Shearwater @ Sticky Mike’s Frog Bar, Brighton  – Friday 30 November 2012

Shearwater @ Sticky Mike’s Frog Bar, Brighton – Friday 30 November 2012

Having played 23 shows around Europe, the exhaustion has caught up with Shearwater tonight. Their eyes are sleepy and they are slow to pick up their instruments. Despite their obvious fatigue, they still manage to pile on the charm. “We really appreciate you coming here because we know how many awesome shows are on tonight” Jonathan Meiburg, the only original member woos.

The band concentrate on playing songs from their last two albums: 2010s ‘The Golden Archipelago’ and this year’s ‘Animal Joy’. They are dressed similarly with their dad jumpers and office hair, but they barely interact and seem almost afraid of each other.
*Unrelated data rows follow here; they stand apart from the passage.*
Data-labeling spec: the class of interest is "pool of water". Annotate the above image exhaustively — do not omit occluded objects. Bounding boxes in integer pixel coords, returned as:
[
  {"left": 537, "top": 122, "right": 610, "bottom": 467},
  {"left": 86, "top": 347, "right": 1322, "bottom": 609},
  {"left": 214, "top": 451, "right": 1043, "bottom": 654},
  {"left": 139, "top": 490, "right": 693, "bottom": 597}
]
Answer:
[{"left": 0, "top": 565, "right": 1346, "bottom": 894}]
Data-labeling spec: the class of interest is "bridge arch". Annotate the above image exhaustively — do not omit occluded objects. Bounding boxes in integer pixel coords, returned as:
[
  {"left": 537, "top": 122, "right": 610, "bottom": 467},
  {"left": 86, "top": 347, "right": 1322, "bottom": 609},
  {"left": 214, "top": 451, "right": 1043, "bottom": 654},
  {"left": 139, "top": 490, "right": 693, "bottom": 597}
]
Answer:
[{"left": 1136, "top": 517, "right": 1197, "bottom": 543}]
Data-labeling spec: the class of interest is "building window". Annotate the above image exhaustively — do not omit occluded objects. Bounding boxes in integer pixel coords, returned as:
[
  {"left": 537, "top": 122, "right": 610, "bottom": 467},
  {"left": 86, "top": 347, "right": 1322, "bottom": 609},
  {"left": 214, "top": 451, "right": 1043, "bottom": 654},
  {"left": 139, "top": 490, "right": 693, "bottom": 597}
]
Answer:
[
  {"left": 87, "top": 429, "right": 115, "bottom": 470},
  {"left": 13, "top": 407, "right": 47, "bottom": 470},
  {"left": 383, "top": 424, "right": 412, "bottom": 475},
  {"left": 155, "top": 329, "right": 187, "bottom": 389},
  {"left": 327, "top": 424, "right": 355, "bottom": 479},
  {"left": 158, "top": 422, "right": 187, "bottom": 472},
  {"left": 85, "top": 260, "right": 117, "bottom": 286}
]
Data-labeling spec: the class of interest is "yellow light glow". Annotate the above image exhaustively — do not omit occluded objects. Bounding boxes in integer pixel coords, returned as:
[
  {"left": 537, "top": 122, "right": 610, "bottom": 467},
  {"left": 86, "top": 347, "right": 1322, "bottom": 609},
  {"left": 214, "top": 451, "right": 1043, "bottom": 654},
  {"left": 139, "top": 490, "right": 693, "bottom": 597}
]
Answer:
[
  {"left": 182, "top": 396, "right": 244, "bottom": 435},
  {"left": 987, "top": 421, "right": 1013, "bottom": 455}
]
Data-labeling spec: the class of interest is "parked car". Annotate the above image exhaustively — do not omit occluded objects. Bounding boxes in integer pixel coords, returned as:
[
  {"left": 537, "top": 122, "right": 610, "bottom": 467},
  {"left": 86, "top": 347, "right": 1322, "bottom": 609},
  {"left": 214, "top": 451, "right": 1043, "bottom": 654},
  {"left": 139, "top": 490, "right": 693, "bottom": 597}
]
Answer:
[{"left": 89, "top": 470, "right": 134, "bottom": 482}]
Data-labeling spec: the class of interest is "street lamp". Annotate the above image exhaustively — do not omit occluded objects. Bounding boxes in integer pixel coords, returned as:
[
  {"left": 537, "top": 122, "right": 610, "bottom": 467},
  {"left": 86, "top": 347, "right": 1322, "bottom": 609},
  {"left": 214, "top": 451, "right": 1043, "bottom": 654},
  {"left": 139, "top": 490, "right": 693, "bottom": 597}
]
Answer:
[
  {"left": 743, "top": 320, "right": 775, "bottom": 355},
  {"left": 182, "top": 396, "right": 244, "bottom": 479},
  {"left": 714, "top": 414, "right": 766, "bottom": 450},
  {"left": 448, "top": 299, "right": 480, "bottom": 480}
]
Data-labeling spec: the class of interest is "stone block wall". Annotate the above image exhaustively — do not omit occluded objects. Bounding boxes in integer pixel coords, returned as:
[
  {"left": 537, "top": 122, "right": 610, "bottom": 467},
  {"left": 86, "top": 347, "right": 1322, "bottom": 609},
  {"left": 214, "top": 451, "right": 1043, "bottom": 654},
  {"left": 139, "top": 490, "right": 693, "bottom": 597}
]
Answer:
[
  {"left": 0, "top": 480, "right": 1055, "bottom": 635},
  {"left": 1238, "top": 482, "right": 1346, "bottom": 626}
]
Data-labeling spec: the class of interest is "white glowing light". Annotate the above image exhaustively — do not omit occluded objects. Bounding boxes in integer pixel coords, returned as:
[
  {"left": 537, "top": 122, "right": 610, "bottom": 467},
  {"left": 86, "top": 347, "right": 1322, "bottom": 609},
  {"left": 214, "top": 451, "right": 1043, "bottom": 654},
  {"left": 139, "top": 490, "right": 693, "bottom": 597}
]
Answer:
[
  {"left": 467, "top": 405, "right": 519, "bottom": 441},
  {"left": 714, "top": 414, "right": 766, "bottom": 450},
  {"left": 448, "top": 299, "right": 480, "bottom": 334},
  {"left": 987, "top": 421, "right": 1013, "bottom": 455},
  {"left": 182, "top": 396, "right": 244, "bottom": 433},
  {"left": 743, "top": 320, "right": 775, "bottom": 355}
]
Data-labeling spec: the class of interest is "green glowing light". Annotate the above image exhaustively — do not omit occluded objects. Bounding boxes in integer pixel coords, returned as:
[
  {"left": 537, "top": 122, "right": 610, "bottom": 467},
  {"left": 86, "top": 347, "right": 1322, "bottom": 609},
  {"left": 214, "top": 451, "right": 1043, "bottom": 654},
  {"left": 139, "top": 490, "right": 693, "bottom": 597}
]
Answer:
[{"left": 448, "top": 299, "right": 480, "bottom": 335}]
The songs emptily chug along.

Half way through the set, singer Jonathan Meiburg reveals that he’s battling the lurgy and is concerned about hitting the high notes. “If I fail, that’s why” he smiles apologetically. A less than happy audience member pipes up and shouts for his money back. This demand is silly, as Meiburg’s operatic vocals actually sound unaffected. Up until then, the sachets of Lemsip scattered around the stage area were the only giveaway.

The singer continues to nail each note, and he gathers many elated whoops during ‘You as You Were’ when he powerfully declares “I am leaving the life” over and over again. The small but loyal Brighton audience act as if they’ve waited a lifetime to hear these songs live. This is slightly perplexing because the songs are sadly dull and sound like something you’d find on Christian radio.

When Meiburg returns for the encore, there’s a unanimous request from the crowd for ‘The Snow Leopard’, and the band politely join him on stage to oblige. The song shows them at their best. They seem to invest in it all the emotion and raw energy that was missing from the previous songs. They continue the magic of the moment by easing into ‘Black Eyes’ but then spoil their recovery through playing two older, snore inducing songs, ‘Rooks’ and ‘Century Eyes’ before calling it a night.